Theoretical Analysis

The paper provides rigorous error bounds for the SDMC estimator. Under general conditions, the mean squared error (MSE) decomposes into Monte Carlo variance ( $O(1/NK)$ ) and integration bias ( $O(1/N^2)$ for Riemann sums, $O(1/N^4)$ or $O(1/N^8)$ for quadrature). With additional smoothness assumptions, the variance term can scale as $O(1/N^2K)$ . The integrand is shown to be a Bernstein polynomial, monotone and convex under reasonable conditions, justifying the use of quadrature.

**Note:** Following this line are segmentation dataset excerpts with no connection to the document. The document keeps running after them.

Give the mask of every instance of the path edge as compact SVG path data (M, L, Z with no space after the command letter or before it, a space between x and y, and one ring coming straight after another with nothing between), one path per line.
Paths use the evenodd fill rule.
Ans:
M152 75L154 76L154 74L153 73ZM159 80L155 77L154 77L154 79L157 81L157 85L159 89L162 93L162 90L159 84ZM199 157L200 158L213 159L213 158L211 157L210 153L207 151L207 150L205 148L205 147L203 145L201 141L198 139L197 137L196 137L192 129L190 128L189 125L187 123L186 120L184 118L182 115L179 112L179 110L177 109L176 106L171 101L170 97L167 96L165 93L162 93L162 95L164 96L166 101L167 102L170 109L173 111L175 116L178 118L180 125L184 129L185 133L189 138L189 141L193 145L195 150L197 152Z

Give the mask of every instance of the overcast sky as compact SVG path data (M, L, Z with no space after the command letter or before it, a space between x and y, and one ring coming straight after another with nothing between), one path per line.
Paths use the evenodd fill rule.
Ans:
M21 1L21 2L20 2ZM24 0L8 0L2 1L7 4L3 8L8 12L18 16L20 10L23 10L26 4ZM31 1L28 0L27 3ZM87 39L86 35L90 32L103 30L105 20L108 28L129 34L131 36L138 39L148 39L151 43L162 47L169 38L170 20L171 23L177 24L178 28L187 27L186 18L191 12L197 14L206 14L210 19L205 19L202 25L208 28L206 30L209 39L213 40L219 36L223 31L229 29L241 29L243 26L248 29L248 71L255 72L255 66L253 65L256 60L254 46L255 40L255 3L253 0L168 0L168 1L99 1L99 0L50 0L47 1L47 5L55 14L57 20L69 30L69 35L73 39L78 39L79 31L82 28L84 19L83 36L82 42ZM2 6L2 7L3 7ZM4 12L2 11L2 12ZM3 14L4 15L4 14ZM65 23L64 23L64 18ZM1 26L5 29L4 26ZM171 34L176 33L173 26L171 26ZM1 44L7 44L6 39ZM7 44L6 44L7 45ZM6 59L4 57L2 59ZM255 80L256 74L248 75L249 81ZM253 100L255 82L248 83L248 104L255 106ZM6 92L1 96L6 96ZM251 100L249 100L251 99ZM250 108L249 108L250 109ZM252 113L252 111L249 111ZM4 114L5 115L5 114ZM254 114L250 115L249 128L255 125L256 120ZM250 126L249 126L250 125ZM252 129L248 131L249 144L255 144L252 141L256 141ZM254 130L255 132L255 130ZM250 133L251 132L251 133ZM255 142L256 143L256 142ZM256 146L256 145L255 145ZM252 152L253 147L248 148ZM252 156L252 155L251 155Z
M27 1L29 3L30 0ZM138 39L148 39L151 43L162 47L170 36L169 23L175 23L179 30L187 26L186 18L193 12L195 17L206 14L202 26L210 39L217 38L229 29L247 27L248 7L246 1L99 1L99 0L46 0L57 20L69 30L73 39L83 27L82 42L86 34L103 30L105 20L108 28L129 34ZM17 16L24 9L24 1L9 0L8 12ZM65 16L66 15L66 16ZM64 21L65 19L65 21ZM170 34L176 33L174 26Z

Implementation Considerations

Quadrature points: Empirical and theoretical analysis suggest that 2–3 quadrature points suffice for accurate ELBO estimation.
Batch size and hardware: The method is compatible with standard RL libraries (e.g., TRL), and training can be performed efficiently on commodity hardware.
Learning rate sensitivity: GDPO requires a smaller learning rate than diffu-GRPO to avoid divergence.
Reward design: Task-specific reward functions are critical for effective RL fine-tuning.

Implications and Future Directions

GDPO establishes a principled and efficient paradigm for RL-based alignment of DLMs, overcoming the variance–cost dilemma of sequence-level likelihood estimation. The use of SDMC sampling is broadly applicable to other generative models with intractable likelihoods. Future work may explore adaptive, data-driven quadrature schemes and further integration of supervised and RL objectives. The demonstrated improvements in reasoning, planning, and coding tasks suggest that DLMs, when properly aligned, can match or exceed autoregressive LLMs in complex domains.

Conclusion

Group Diffusion Policy Optimization (GDPO) advances RL fine-tuning for diffusion LLMs by leveraging sequence-level ELBO estimation via Semi-deterministic Monte Carlo sampling. The approach is theoretically sound, computationally efficient, and empirically superior to prior methods. GDPO's design and analysis provide a robust foundation for future research in DLM alignment and open new avenues for efficient, high-quality reasoning in generative LLMs.